Last quarter, Malaysia's account surplus fell to 1 percent of GDP. Thailand went from having an account surplus to having an account deficit of negative 5.1 percent of GDP. Because of their high export dependencies, particularly on commodities exports, which account for 30 percent of Malaysia's total exports and 15 percent of Thailand's total exports, falling external demand has hurt both countries, and they have revised their growth forecasts accordingly. Malaysia estimates its economy will grow by 4.5 percent to 5 percent (down from 5 percent to 6 percent), and Thailand estimates its economy will grow by 3.8 percent to 4.3 percent (down from 4.2 percent to 5.3 percent).
This comes as external debt rises for both countries. Malaysia's debt is 53 percent of GDP, while Thailand's is 40 percent of GDP. This does not mean a crisis is imminent, though it does lower investor confidence, making the countries vulnerable to investment flights.
The concern may be higher in Thailand, where falling domestic demand and a constrained state budget are threatening to slow down the economy. While Malaysia and Thailand are much more economically stable now than they were in 1997, they are still concerned about their exposure to foreign markets and their need to move up the value chain.
Vietnam is similarly worried. Despite its capital control, the country is still recovering from the financial turmoil of 2009, when the global slowdown exposed the country's structural deficiencies. Sharp currency depreciation, fleeing capital, soaring inflationary pressure and a banking crisis were among its many problems. Over the past two years, Hanoi's efforts to rein in credit, increase productivity and restructure financial markets have helped stabilize the economy. However, with the country's persisting trade deficit and high exposure to speculative investment, the redirecting of global liquidity could put additional pressure on Vietnam as it corrects its economy and restructures state corporations and financial markets.

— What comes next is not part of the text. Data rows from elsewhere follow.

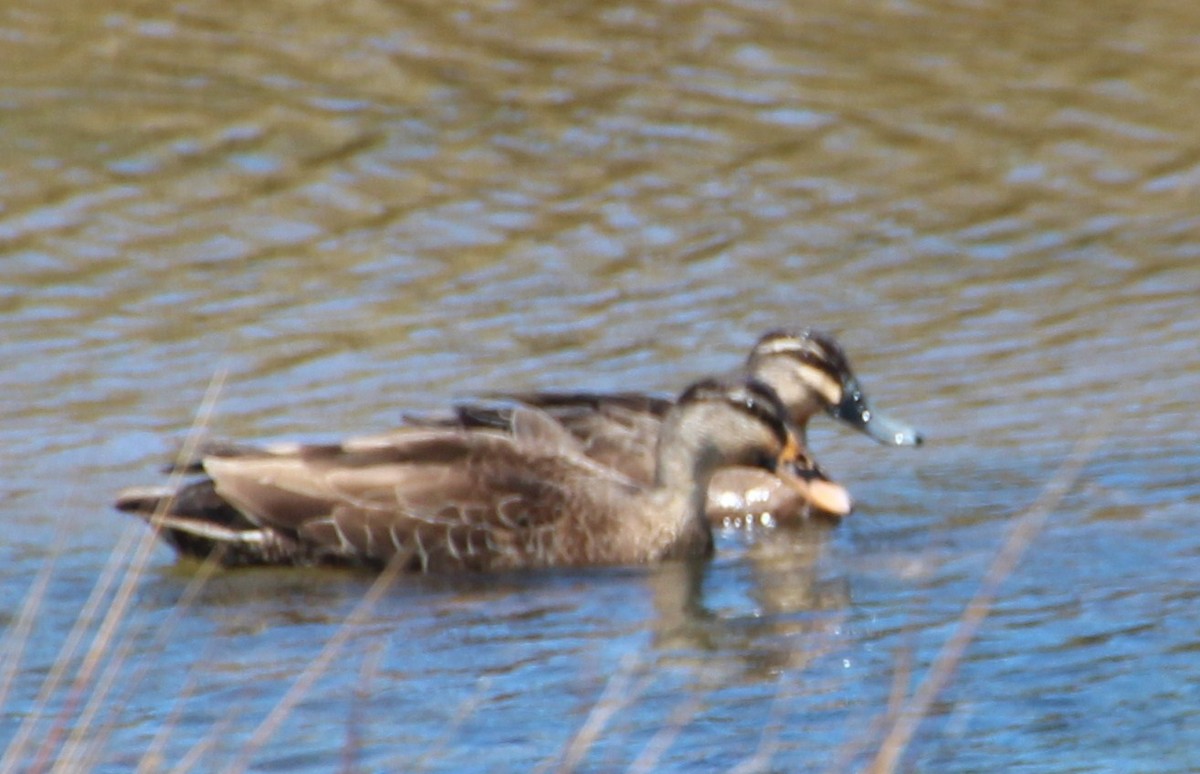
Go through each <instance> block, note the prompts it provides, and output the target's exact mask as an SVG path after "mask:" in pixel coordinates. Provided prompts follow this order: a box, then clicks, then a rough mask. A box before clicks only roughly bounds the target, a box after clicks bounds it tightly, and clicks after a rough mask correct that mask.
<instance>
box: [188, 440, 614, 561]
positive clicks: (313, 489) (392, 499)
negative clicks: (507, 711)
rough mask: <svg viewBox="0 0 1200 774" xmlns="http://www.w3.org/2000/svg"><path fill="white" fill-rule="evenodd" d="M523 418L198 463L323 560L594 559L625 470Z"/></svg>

Notably, the Philippines may actually benefit from a weaker currency, which would help exports. Remittances amounted to more than 40 percent of total exports — critical for a country that maintains a fairly consistent trade deficit and relies on intermittent financial inflows. However, in the long term, these dependencies may further expose the Philippines to global economic maladies — recessions could cause remittances to decline. Should the global economy slow down again, it would add more pressure to the already tight domestic market
It is unclear what will happen if the global economy continues to recover, but a reduction in global liquidity could lead to a structural shift in Southeast Asian economies. Regional contagion is unlikely, and so in the coming years these countries will have to manage a deft response to the paradox that continued U.S. growth boosts trade but simultaneously compels U.S. authorities to wind down the stimulus that has boosted capital flows into Asia.